Veteran Suffering from PTSD Receives Disability Benefits
Max, suffering from post-traumatic stress disorder and other issues, is now receiving Social Security Disability benefits.
In fact, an attorney advisor approved his benefits before the scheduled hearing could even be take place. Attorney Neil H. Good helped Max, age 50 and a veteran at the time of the scheduled hearing, deal with the oftentimes complex and frequently confusing process of applying for disability benefits, including obtaining and organizing all medical and other records and presenting the case for benefits clearly.
The advisor determined that Max has the following severe impairments: depression, post-traumatic stress disorder, and paranoid-delusional disorder. “The severity of the claimant’s impairments meets the criteria set forward by the Social Security Administration,” the advisor said.

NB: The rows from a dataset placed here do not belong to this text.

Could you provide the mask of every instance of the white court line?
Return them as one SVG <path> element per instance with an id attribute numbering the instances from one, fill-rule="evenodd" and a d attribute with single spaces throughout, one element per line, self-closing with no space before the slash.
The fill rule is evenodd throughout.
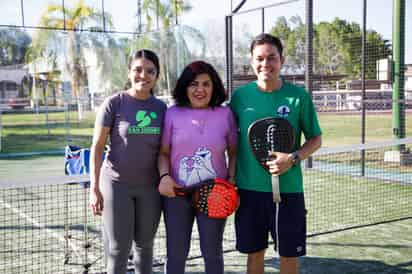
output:
<path id="1" fill-rule="evenodd" d="M 41 224 L 39 222 L 37 222 L 35 219 L 31 218 L 30 216 L 28 216 L 27 214 L 19 211 L 18 209 L 12 207 L 9 203 L 6 203 L 2 200 L 0 200 L 0 205 L 2 205 L 4 208 L 7 208 L 11 211 L 13 211 L 15 214 L 17 214 L 18 216 L 22 217 L 23 219 L 27 220 L 29 223 L 33 224 L 34 226 L 44 229 L 46 231 L 46 233 L 50 234 L 53 238 L 59 240 L 60 242 L 63 242 L 64 244 L 66 244 L 66 240 L 64 239 L 64 237 L 62 237 L 61 235 L 59 235 L 58 233 L 52 231 L 49 228 L 46 228 L 46 225 Z M 76 257 L 81 256 L 81 254 L 79 253 L 80 247 L 71 243 L 70 241 L 68 241 L 70 248 L 74 251 L 74 254 Z"/>

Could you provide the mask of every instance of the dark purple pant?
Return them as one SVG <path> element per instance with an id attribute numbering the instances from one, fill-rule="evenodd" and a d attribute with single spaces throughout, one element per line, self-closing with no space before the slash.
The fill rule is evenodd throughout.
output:
<path id="1" fill-rule="evenodd" d="M 192 207 L 190 196 L 164 198 L 163 208 L 167 235 L 165 274 L 185 272 L 195 218 L 205 273 L 223 274 L 222 241 L 226 219 L 212 219 L 197 213 Z"/>

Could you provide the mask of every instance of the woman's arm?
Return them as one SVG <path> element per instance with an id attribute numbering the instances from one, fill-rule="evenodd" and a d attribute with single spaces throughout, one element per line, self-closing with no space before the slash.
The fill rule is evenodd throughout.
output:
<path id="1" fill-rule="evenodd" d="M 235 171 L 236 171 L 236 145 L 229 145 L 227 149 L 228 163 L 228 177 L 227 180 L 231 183 L 235 183 Z"/>
<path id="2" fill-rule="evenodd" d="M 168 147 L 162 146 L 160 148 L 158 169 L 160 174 L 159 192 L 167 197 L 176 197 L 175 188 L 180 188 L 175 180 L 170 176 L 169 170 L 170 151 Z"/>
<path id="3" fill-rule="evenodd" d="M 104 147 L 109 133 L 109 127 L 95 125 L 90 149 L 90 205 L 94 215 L 101 215 L 103 211 L 103 196 L 100 192 L 99 181 Z"/>

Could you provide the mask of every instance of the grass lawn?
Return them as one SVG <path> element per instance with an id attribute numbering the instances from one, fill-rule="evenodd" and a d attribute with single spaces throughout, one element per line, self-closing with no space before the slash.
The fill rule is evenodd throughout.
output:
<path id="1" fill-rule="evenodd" d="M 323 132 L 323 146 L 361 143 L 362 117 L 360 114 L 319 113 L 319 123 Z M 366 143 L 393 139 L 392 115 L 368 114 L 366 116 Z M 405 117 L 406 137 L 412 136 L 412 113 Z"/>
<path id="2" fill-rule="evenodd" d="M 41 114 L 3 114 L 1 152 L 39 152 L 62 150 L 67 144 L 91 145 L 94 112 L 86 112 L 82 121 L 77 112 Z M 46 123 L 47 121 L 47 123 Z"/>
<path id="3" fill-rule="evenodd" d="M 66 144 L 91 145 L 94 112 L 86 112 L 82 121 L 77 112 L 41 114 L 3 114 L 1 153 L 61 150 Z M 360 114 L 319 113 L 323 146 L 358 144 L 361 142 Z M 406 136 L 412 136 L 412 113 L 406 114 Z M 392 116 L 368 114 L 366 142 L 392 139 Z"/>

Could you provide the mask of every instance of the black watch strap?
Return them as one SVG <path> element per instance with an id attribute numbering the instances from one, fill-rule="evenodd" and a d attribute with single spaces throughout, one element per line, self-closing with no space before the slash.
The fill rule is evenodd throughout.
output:
<path id="1" fill-rule="evenodd" d="M 300 157 L 297 151 L 292 152 L 292 163 L 294 166 L 297 166 L 300 163 Z"/>

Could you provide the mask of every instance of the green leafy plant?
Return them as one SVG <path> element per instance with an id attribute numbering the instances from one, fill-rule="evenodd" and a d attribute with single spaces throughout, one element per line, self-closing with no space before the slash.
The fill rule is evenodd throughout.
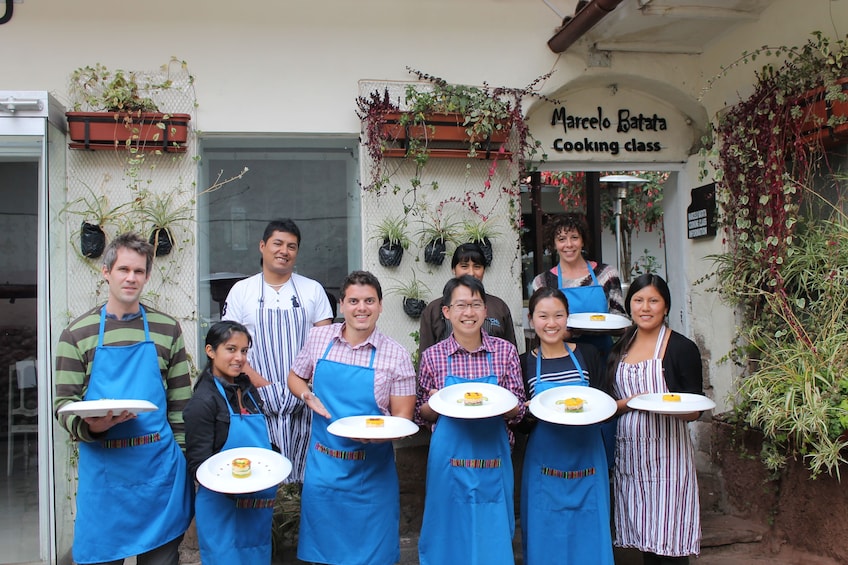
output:
<path id="1" fill-rule="evenodd" d="M 433 216 L 428 223 L 422 220 L 422 224 L 416 235 L 419 246 L 424 249 L 424 261 L 431 265 L 441 265 L 447 246 L 459 243 L 460 224 L 442 216 Z"/>
<path id="2" fill-rule="evenodd" d="M 484 243 L 495 239 L 499 235 L 501 235 L 501 232 L 492 226 L 490 219 L 466 220 L 462 222 L 461 237 L 470 243 Z"/>
<path id="3" fill-rule="evenodd" d="M 422 186 L 421 173 L 430 158 L 428 132 L 434 131 L 429 123 L 430 116 L 438 113 L 458 113 L 460 125 L 464 126 L 467 136 L 467 157 L 478 156 L 478 151 L 487 150 L 486 156 L 494 160 L 512 160 L 503 146 L 489 151 L 488 140 L 496 133 L 514 131 L 518 143 L 517 164 L 520 170 L 541 154 L 541 144 L 533 138 L 524 118 L 522 100 L 526 97 L 547 98 L 536 91 L 539 83 L 546 80 L 550 73 L 538 77 L 524 88 L 482 87 L 452 84 L 446 80 L 429 75 L 416 69 L 407 70 L 417 76 L 424 85 L 409 85 L 404 101 L 390 99 L 388 90 L 375 91 L 356 100 L 357 115 L 363 121 L 368 154 L 373 162 L 371 181 L 363 185 L 368 191 L 381 191 L 392 187 L 397 193 L 402 187 L 394 179 L 394 171 L 386 170 L 384 153 L 395 141 L 392 130 L 387 129 L 388 116 L 400 113 L 399 129 L 406 130 L 417 126 L 420 136 L 406 141 L 405 157 L 415 164 L 415 172 L 409 179 L 410 190 Z M 540 155 L 541 154 L 541 155 Z M 487 180 L 491 181 L 492 171 Z M 433 185 L 437 188 L 437 185 Z"/>
<path id="4" fill-rule="evenodd" d="M 379 224 L 374 227 L 374 237 L 382 243 L 387 243 L 392 247 L 402 247 L 409 249 L 412 241 L 407 235 L 408 223 L 404 216 L 387 216 L 383 218 Z"/>
<path id="5" fill-rule="evenodd" d="M 815 32 L 799 47 L 744 53 L 724 72 L 758 57 L 783 63 L 761 69 L 703 153 L 715 169 L 728 244 L 704 280 L 715 281 L 742 320 L 730 354 L 745 370 L 736 410 L 763 431 L 764 463 L 776 470 L 800 456 L 813 476 L 839 476 L 848 446 L 848 218 L 838 195 L 848 178 L 831 173 L 818 158 L 820 138 L 805 130 L 811 90 L 830 103 L 848 99 L 838 83 L 848 76 L 848 43 Z"/>
<path id="6" fill-rule="evenodd" d="M 661 269 L 662 263 L 645 249 L 642 255 L 633 262 L 633 266 L 630 267 L 630 277 L 636 278 L 646 273 L 659 273 Z"/>
<path id="7" fill-rule="evenodd" d="M 172 57 L 162 65 L 164 78 L 154 80 L 148 73 L 111 70 L 96 63 L 71 73 L 68 93 L 75 111 L 158 112 L 155 97 L 174 86 L 172 70 L 186 68 L 186 62 Z M 193 78 L 189 75 L 189 80 Z"/>
<path id="8" fill-rule="evenodd" d="M 403 259 L 403 251 L 412 243 L 407 235 L 406 216 L 387 216 L 374 228 L 374 236 L 380 243 L 378 258 L 384 267 L 397 267 Z"/>
<path id="9" fill-rule="evenodd" d="M 426 284 L 418 280 L 415 271 L 412 271 L 412 277 L 400 281 L 392 279 L 396 285 L 387 289 L 392 294 L 397 294 L 403 298 L 403 311 L 410 318 L 418 319 L 421 313 L 427 306 L 427 299 L 430 297 L 430 289 Z"/>

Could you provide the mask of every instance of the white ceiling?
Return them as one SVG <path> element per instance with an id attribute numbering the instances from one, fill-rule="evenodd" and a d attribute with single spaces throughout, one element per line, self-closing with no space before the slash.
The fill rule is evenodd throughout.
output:
<path id="1" fill-rule="evenodd" d="M 798 0 L 802 1 L 802 0 Z M 701 53 L 773 0 L 624 0 L 583 40 L 600 51 Z"/>

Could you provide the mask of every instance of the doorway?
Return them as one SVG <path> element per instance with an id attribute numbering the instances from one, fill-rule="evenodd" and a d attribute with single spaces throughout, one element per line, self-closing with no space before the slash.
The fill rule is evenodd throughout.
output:
<path id="1" fill-rule="evenodd" d="M 63 118 L 46 93 L 0 92 L 0 564 L 57 556 L 48 202 L 65 185 Z"/>

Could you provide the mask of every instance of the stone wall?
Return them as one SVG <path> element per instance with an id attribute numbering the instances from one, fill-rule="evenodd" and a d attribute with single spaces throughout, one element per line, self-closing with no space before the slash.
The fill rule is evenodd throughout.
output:
<path id="1" fill-rule="evenodd" d="M 726 513 L 768 526 L 774 545 L 848 563 L 848 489 L 837 477 L 812 479 L 801 459 L 772 475 L 760 461 L 762 435 L 719 419 L 713 421 L 712 446 Z"/>

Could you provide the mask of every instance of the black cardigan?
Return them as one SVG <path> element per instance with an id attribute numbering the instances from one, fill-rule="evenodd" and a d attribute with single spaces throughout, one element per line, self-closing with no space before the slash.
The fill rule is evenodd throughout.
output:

Max’s impairments cause moderate restriction in activities of daily living, marked difficulties in maintaining social functioning, marked difficulties in maintaining concentration, persistence or pace, and one to two episodes of decompensation, each of extended duration, the advisor added in his decision.
The attorney advisor quoted from the treating Veterans Administration psychiatrist, who reported that Max shows “symptoms consistent with post-traumatic stress disorder,” and that his experiences in the military “have clearly worsened his symptoms including intense suspiciousness, irritability, flashbacks and episodes of anger.” The doctor’s opinion is that these symptoms are “persistent, recurrent, and severe and render him unable to maintain consistent employment.”
A treating psychologist diagnosed a delusional disorder and a chronic post-traumatic stress disorder with depressive features. His Global assessment of Functioning (GAF) is 35, “which denotes an inability to function in almost all occupational and social areas.” The VA determined Max was “unable to get or complete employment as a result of service-connected disabilities.”
Max had sought treatment but had shown no improvement. The advisor noted that the record shows his mental impairments cause a substantial loss of ability to respond appropriately to supervision, co-workers, and usual work situations. The advisor found he cannot perform any past relevant work or any other work existing in significant numbers in the economy.
Besides his own monthly benefits, Max’s child is entitled to child’s benefits. These monthly benefits were secured with the help of Attorney Good.